She had a good life; no, she had the dream life really. Parents who while overbearing, loved her, a home that sprawled across the acres of land that it occupied in Dallas. She was given the best private education, the best clothes, the best of everything, and yet somehow her parents still managed to keep her grounded even with all the media attention that inevitably found its way to their family.

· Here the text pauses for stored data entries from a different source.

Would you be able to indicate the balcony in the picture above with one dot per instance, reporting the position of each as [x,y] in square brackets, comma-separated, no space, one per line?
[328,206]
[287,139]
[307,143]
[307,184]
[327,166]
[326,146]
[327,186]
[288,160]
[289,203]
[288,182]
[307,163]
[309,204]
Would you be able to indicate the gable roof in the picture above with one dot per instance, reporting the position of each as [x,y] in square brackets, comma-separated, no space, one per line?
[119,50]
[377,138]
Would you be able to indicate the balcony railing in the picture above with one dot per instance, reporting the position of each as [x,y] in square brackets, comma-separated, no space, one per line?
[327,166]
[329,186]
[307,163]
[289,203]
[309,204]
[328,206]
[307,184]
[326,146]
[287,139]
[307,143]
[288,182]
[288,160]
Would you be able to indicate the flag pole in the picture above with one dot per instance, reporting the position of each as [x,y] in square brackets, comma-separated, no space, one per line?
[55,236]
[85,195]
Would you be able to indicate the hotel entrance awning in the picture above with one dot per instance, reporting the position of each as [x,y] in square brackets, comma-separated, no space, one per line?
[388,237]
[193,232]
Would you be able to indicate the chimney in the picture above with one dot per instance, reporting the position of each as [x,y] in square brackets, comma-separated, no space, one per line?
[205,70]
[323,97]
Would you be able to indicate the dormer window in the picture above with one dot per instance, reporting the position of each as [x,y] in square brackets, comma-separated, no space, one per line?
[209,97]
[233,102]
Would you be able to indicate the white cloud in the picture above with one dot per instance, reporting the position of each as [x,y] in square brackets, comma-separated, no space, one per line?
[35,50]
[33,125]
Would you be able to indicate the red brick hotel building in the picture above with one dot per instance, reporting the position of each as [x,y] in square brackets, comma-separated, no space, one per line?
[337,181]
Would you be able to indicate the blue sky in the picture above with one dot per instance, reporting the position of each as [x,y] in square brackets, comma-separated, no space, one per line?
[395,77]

She had the perfect life, until a year ago, that’s when the first messages showed up on her phone, messages declaring the kind of love that made her stomach turn and bile burn the back of her throat. Then gifts started appearing, first in her car when she would come out of school, then in her locker, and delivered to her home. Her parents thought it was cute, a secret admirer, but they didn’t know the things that were said to her in the texts she received, she couldn’t bring herself to share them, to let them know the vile things he said, or the things he knew about her less then perfect behavior. They thought she was studious and well behaved, a model child and student, but he knew about the parties, the drinking, the experimenting she had done through her high school years, he even knew about the night at the quarry. She couldn’t bare to think of the disappointment and shame finding those things out might bring to the people who had raised her with so much love.
Instead she jumped at the chance to go to California, hoping to finally be free. As she slid into the taxi, she gave the address of her new home at USC, sitting back in the seat and watching palm trees slide by the windows as the driver weaved through the traffic. She took a deep breath, maybe the first real breath she had taken in a year. Things would be better here; things would be different.